I am using Anki to learn German vocabulary. It is great for keeping words memorized once I have them at least 30% down, but for entirely new vocabulary I'm really struggling. Anki is especially lacking when there's more than one completely-unknown word in my deck- I memorize [the possible list of orphan English words in my deck] instead of connecting the German word with the English (my only goal is to read, so memorizing English->German isn't important). I go through 20 vocabulary words in a minute and then spend the last 5 minutes circulating through the same 10.
Things I have tried so far:
- Look up the word in context. All of my vocab words come from books I'm reading, so there's always at least one reference sentence. This kind of works, in that I often do remember the word once I see the context, but doesn't seem to make me better at recognizing the word in Anki. With at least some of these it's clear I've just memorized the whole sentence but wouldn't recognize the word.
- Writing novel sentences using the words. This would be a total win if I also wanted to learn to write, but I'm not otherwise building that skill, so I'm limited to simple sentences. I could add "learn to write" to my goals but that seems significantly harder to self teach, because checking my work is harder than looking up the same sentence in the English version of the book.

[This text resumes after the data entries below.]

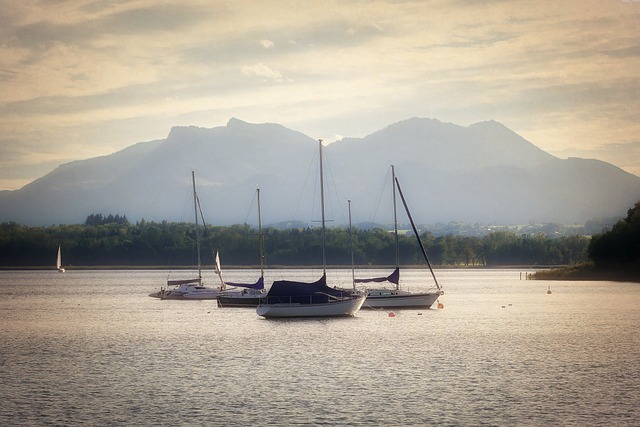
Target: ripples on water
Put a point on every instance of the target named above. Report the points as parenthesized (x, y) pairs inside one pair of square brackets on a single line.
[(90, 347)]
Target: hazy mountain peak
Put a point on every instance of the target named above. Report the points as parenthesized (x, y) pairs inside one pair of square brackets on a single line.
[(482, 173)]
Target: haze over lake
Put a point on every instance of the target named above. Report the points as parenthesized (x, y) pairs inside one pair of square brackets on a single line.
[(90, 347)]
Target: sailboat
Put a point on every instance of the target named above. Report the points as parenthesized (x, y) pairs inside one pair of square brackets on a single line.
[(191, 288), (252, 293), (288, 298), (59, 262), (394, 297)]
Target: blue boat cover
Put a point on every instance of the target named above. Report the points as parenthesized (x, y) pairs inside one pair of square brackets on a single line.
[(258, 285), (393, 278), (286, 291)]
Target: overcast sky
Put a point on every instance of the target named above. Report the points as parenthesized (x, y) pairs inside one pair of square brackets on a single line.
[(81, 79)]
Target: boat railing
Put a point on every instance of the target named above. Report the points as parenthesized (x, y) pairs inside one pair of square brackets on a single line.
[(317, 298)]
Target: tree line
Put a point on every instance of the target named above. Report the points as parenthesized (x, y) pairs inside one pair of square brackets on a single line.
[(99, 242)]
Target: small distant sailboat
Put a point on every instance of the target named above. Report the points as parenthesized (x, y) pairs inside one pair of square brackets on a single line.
[(300, 299), (59, 262)]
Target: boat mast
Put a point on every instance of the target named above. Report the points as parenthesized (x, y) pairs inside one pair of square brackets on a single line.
[(353, 272), (260, 237), (415, 231), (395, 220), (195, 208), (324, 259)]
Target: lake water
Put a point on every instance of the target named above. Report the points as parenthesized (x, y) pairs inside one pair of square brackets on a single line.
[(91, 348)]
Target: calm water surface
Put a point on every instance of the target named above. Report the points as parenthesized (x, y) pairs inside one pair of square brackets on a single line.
[(91, 348)]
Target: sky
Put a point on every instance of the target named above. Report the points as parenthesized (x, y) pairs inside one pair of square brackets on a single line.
[(81, 79)]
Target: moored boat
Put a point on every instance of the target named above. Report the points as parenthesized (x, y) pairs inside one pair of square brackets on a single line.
[(301, 299), (192, 288), (393, 296)]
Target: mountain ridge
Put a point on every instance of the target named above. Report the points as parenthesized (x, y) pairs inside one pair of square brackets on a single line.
[(482, 173)]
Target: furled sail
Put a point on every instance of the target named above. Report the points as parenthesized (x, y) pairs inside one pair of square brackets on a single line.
[(287, 291), (258, 285), (393, 278)]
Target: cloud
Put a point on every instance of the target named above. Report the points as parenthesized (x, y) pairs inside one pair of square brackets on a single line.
[(261, 70), (89, 77)]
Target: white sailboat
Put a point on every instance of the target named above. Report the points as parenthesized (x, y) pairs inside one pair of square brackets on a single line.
[(394, 297), (300, 299), (59, 262), (251, 293), (192, 288)]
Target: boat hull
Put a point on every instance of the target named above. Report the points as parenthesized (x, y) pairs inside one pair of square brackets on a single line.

I find my ability to speak foreign languages greatly improved by listening to music, conversations, TV shows and movies.
At least at the conversational level; this is more notably so in German where there are so many articles to learn, and many expressions such as 'doch' and 'ach so' which are so common in every day speaking. By watching and listening people converse with each other —instead of just reading and memorizing over and over the same sentence—the articles and these expressions began to appear naturally and many of my previous mistakes subdued.
So, if your end goal is to understand a language there is a case to be made for listening rather than just reading, it may very well be just how we really learn languages. Of course this is always one test away.